On each node, set a descriptive name for the node

On Node 1:

# ------------------------------------ Node ------------------------------------
#
# Use a descriptive name for the node:
#
node.name: elk-node-1
#

On Node 2:

# ------------------------------------ Node ------------------------------------
#
# Use a descriptive name for the node:
#
node.name: elk-node-2
#

On Node 3:

# ------------------------------------ Node ------------------------------------
#
# Use a descriptive name for the node:
#
node.name: elk-node-3
#

Modify the path.data setting to /var/lib/elasticsearch/data/

----------------------------------- Paths ------------------------------------
#
# Path to directory where to store the data (separate multiple locations by comma):
#
path.data: /var/lib/elasticsearch/data
#

Set the bind address to a specific IP

On Node 1:

# ---------------------------------- Network -----------------------------------
#
# Set the bind address to a specific IP (IPv4 or IPv6):
#
network.host: 10.10.5.10
# Change accordingly for other nodes

On Node 2:

# ---------------------------------- Network -----------------------------------
#
# Set the bind address to a specific IP (IPv4 or IPv6):
#
network.host: 10.10.5.11
# Change accordingly for other nodes

On Node 3:

# ---------------------------------- Network -----------------------------------
#
# Set the bind address to a specific IP (IPv4 or IPv6):
#
network.host: 10.10.5.12
# Change accordingly for other nodes

Set discovery by specifying all Nodes IP addresses ( Set on all nodes)

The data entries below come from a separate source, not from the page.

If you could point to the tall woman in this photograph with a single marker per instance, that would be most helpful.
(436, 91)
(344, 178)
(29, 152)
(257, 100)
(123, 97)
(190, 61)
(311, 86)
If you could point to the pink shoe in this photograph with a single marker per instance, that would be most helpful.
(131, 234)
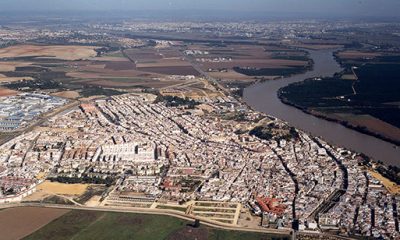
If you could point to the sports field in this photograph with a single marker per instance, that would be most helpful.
(109, 225)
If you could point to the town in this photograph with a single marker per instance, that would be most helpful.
(156, 152)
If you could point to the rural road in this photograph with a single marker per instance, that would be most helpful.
(171, 213)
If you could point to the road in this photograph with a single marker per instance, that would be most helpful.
(164, 212)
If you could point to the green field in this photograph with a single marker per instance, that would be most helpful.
(109, 225)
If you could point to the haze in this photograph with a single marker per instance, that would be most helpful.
(353, 8)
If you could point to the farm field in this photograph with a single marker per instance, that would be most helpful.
(109, 225)
(16, 223)
(367, 103)
(248, 63)
(48, 51)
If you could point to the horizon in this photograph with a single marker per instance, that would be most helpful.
(224, 9)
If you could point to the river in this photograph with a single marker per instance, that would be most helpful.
(263, 97)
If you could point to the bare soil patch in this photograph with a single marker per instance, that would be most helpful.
(49, 51)
(16, 223)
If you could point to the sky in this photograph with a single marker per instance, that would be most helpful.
(355, 8)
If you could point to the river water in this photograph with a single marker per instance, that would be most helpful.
(263, 97)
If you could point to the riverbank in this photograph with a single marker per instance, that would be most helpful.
(263, 97)
(346, 124)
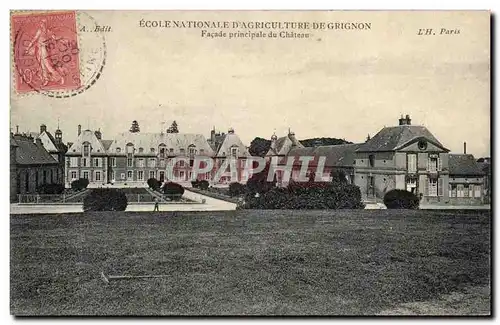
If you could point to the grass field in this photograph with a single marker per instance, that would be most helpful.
(245, 262)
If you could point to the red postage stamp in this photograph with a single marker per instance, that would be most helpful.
(46, 52)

# --------------------------------- Discovery ----------------------------------
#
# Pass an initial list of hosts to perform discovery when new node is started:
# The default list of hosts is ["127.0.0.1", "[::1]"]
#
discovery.zen.ping.unicast.hosts: ["10.10.5.10", "10.10.5.11", "10.10.5.12"]
#

Specify the number of Master eligible nodes (Set on all nodes)

discovery.zen.minimum_master_nodes: 2

This number is calculated from: [Master Eligible Node) / 2 + 1]

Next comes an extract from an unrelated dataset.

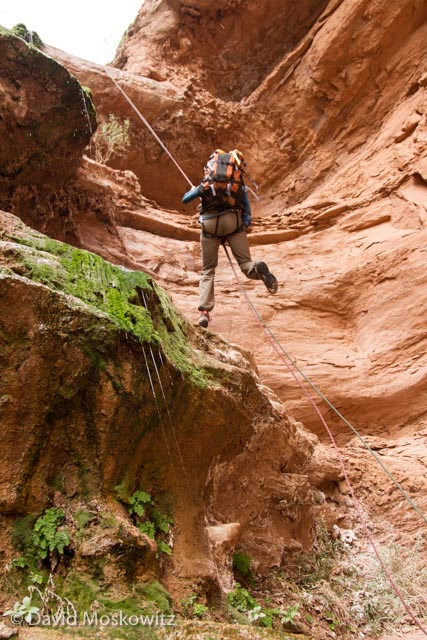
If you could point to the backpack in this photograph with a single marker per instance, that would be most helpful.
(222, 181)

Define node 1 as master-eligible:

node.master: true

Define nodes 2 and 3 as data nodes:

node.data: true

If you have an active firewall, open port 9200 and 9300

sudo ufw allow 9200
sudo ufw allow 9300

Start elasticsearch and enable the service to start on boot:

sudo systemctl daemon-reload
sudo systemctl enable elasticsearch.service
sudo systemctl restart elasticsearch.service

Step 6: Testing Elasticsearch cluster

Make sure Cluster status is green,  which means it’s OK.

$ curl http://10.10.5.10:9200/_cluster/health?pretty
{
  "cluster_name" : "graylog-cluster",
  "status" : "green",
  "timed_out" : false,
  "number_of_nodes" : 3,
  "number_of_data_nodes" : 3,
  "active_primary_shards" : 0,
  "active_shards" : 0,
  "relocating_shards" : 0,
  "initializing_shards" : 0,
  "unassigned_shards" : 0,
  "delayed_unassigned_shards" : 0,
  "number_of_pending_tasks" : 0,
  "number_of_in_flight_fetch" : 0,
  "task_max_waiting_in_queue_millis" : 0,
  "active_shards_percent_as_number" : 100.0
}

Check the current master node:

$ curl http://10.10.5.10:9200/_cat/master
84GGSOjaRtCBuXrBFKXMcw 10.10.5.10 10.10.5.10 elk-node-1

Check worker nodes:

$ curl http://10.10.5.10:9200/_cat/nodes?h=ip,port,heapPercent,name
10.10.5.10 9300 10 elk-node-1
10.10.5.11 9300 11 elk-node-2
10.10.5.12 9300 12 elk-node-3

You should now have a working Elasticsearch cluster on Ubuntu 18.04. To increase the cluster size, configure extra node using the steps provided here, it should join the cluster without issues.